Julia Ehrle

Personal information
- Born: 12 August 2007 (age 18)

Sport
- Sport: Athletics
- Event(s): Long-distance running, Cross country running

Medal record
Women's athletics
Representing Germany
European U20 Championships
| Bronze medal – third place | 2025 Tampere | 5000 m |
European U18 Championships
| Silver medal – second place | 2024 Banská Bystrica | 3000 m |
World Mountain Running Championships
| Gold medal – first place | 2025 Canfranc | U20 Mountain Classic |

= Julia Ehrle =

German long-distance runner

Julia Ehrle (born 12 August 2007) is a German long-distance and cross country runner. She won the gold medal in the women's under-20 race at the 2025 World Mountain and Trail Running Championships.

==Biography==
From Villingen in Baden-Württemberg, Ehrle won her first German age-group national title at the German Youth Athletics Championships in Rostock as a 15-year-old, when she won the under-18 3000 metres race in July 2023.

Ehrle was a silver medalist over 3000 metres at the 2024 European Athletics U18 Championships in Banská Bystrica, Slovakia. She became the U20 European Mountain Running Champion as a 17-year-old, and won the under-20 race at the Sparkassen Cross in Pforzheim in November 2024. She placed fourth in the under-20 race at the 2024 European Cross Country Championships in Antalya, Turkey.

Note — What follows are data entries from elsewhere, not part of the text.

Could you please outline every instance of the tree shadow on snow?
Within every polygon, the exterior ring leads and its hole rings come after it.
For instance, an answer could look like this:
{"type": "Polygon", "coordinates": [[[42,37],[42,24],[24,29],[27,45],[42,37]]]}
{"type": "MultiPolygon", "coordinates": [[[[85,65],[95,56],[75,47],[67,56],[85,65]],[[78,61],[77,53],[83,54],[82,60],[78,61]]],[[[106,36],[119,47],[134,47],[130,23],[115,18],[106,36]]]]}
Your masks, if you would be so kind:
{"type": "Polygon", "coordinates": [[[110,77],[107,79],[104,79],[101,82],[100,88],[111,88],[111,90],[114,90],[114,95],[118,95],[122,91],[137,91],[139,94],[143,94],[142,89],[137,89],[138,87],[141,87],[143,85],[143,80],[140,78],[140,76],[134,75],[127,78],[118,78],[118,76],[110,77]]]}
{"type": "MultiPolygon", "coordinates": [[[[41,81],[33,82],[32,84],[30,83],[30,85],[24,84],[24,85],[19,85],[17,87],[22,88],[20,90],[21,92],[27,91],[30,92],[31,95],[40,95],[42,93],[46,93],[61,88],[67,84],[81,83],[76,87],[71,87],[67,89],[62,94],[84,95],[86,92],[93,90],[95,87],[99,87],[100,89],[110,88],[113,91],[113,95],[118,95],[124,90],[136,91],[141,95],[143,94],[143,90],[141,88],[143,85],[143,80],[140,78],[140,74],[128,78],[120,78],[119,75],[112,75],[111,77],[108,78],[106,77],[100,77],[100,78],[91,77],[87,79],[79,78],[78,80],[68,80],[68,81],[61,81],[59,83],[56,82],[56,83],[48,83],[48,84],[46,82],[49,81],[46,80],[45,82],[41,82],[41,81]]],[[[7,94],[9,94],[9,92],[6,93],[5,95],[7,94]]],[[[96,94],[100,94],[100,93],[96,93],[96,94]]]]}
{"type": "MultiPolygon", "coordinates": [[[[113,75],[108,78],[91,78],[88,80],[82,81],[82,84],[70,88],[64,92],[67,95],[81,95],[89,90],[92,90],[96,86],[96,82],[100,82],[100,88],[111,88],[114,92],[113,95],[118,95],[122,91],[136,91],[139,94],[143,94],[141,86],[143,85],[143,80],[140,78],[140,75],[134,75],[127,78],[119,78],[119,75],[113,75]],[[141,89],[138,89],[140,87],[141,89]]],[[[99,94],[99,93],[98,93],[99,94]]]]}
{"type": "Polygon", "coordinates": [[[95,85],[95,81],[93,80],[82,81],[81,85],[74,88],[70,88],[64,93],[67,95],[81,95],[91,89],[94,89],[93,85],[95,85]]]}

Ehrle was a bronze medalist over 5000 metres at the 2025 European Athletics U20 Championships in Tampere, Finland, running a personal best of 15:44.06, her first time under sixteen minutes in just her fifth race at the distance.

She won the gold medal in the U20 women’s race at the 2025 World Mountain and Trail Running Championships. That year, she won the German under-20 cross country championships. She was selected for the 2025 European Cross Country Championships in Portugal.

In June 2026, Ehrle won the U20 up-and-downhill mountain race at the European Athletics Off-Road Running Championships in Ljubljana-Kamnik, Slovenia, also winning the bronze medal in the uphill race.